Targets for p27Xic1 in vivo. Embryos were not irradiated (control) or were irradiated after the MBT (stage 9 γ-IR), collected at different times, and frozen. (A) The total level of p27Xic1 at the indicated times. (B) Samples equivalent to five embryos were precipitated with p13suc-1 beads, and the bound proteins were analyzed by Western blotting with anti-p27Xic1 antibody. (C) Association of p27Xic1 with cyclin A2 complexes was detected by immunoprecipitation with cyclin A2 antibody and analysis of the precipitates by Western blotting with anti-p27Xic1 antibody. (D) Samples from embryos irradiated after the MBT were immunoprecipitated with anti-Cdk4 antibody and blotted with anti-p27Xic1 antibody.

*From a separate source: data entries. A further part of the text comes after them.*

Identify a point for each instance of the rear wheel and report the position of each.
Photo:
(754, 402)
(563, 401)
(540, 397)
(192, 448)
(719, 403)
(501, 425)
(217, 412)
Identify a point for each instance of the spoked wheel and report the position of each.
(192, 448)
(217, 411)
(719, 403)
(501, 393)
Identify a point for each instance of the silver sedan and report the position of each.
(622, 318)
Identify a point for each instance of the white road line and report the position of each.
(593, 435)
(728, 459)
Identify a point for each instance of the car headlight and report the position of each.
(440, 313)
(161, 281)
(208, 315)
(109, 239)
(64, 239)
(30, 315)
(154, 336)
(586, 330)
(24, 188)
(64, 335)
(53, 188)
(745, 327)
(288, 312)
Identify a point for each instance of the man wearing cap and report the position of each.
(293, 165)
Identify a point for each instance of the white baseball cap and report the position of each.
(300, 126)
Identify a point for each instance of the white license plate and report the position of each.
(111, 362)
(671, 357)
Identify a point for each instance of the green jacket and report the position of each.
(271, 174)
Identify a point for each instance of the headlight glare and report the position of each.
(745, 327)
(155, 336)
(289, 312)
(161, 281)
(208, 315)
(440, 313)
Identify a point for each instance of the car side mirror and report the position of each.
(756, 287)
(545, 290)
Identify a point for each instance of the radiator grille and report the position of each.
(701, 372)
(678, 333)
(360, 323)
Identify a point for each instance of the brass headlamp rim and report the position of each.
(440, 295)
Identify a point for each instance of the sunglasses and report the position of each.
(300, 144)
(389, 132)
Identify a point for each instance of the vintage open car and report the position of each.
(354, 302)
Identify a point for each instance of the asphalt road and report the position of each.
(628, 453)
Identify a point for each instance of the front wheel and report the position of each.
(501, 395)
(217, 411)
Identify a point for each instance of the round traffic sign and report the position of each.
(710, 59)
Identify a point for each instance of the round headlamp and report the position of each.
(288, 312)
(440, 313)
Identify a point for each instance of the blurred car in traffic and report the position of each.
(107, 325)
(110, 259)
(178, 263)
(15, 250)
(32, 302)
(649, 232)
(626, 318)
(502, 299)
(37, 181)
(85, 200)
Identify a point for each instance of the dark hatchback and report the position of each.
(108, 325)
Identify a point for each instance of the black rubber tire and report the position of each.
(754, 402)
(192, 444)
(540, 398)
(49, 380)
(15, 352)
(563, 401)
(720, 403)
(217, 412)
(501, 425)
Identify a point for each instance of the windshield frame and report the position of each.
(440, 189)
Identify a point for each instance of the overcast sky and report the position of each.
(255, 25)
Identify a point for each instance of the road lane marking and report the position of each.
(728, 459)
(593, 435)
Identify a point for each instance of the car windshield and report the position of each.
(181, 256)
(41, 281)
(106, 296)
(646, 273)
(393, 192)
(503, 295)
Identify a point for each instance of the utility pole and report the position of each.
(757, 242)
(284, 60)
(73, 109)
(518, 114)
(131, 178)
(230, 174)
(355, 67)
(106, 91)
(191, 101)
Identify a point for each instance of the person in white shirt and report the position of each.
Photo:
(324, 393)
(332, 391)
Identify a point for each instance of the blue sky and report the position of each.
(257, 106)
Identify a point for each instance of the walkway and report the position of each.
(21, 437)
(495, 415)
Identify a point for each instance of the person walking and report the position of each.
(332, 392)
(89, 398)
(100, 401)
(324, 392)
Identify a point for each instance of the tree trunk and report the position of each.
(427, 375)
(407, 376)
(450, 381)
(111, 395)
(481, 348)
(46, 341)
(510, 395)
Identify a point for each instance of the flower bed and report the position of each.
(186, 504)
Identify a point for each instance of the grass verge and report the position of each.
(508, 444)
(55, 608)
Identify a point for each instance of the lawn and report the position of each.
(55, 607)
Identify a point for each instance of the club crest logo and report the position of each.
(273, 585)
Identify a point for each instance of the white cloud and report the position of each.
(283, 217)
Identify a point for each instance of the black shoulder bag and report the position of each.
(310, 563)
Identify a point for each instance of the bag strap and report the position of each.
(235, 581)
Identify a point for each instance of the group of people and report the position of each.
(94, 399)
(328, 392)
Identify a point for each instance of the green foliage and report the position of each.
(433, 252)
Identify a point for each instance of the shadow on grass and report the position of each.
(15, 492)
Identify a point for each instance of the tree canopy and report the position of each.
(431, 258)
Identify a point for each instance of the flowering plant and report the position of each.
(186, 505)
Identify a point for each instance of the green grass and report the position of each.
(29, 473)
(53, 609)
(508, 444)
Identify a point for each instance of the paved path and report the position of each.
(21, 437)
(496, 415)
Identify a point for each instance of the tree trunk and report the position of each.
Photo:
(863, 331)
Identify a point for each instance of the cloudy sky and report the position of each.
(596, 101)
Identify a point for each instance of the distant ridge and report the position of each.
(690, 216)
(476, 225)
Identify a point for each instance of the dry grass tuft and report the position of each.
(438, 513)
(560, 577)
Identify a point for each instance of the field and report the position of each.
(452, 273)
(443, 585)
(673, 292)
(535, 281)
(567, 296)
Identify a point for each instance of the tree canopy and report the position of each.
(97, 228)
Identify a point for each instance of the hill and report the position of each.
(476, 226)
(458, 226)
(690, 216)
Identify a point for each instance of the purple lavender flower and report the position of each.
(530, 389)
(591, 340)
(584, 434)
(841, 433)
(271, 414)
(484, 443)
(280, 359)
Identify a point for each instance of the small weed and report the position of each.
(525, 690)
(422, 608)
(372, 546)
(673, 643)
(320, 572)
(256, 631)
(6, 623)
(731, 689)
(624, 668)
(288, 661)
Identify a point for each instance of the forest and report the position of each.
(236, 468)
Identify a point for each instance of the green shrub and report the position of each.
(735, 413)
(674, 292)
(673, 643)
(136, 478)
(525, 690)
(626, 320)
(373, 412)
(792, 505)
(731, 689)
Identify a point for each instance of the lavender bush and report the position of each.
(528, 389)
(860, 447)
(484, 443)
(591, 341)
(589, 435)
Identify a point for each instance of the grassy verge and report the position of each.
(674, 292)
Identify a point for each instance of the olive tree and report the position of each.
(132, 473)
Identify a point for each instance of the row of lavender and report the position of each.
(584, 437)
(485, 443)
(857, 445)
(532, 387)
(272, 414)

Inhibition of cyclin D/Cdk4 and cyclin A2/Cdk2 activity by p27Xic1. Purified cyclin D/Cdk4 or cyclin A2/Cdk2 complexes were preincubated with the indicated amounts of GST-p27Xic1 or GST alone (control), and the kinase reaction was performed with either the C-terminal half of human retinoblastoma protein (hRb) as substrate for Cdk4 or histone H1 for Cdk2, as described in Materials and Methods.
Model of apoptosis regulation in Xenopus embryos. Ionizing radiation promotes apoptosis in embryos irradiated before the MBT by triggering different proapoptotic factors, including the homodimerization of xBax, and caspase cascade activation. Apoptosis is prevented in embryos irradiated after the MBT by the coordinated action of antiapoptotic stimuli. Survival signaling pathways act at at least three levels: by promotion of cell cycle delay by increasing the amount of p27Xic1 and its association with the complexes involved in the G1/S transition, by inactivation of proapoptotic molecules by heterodimerization, and by activation of antiapoptotic pathways like Akt.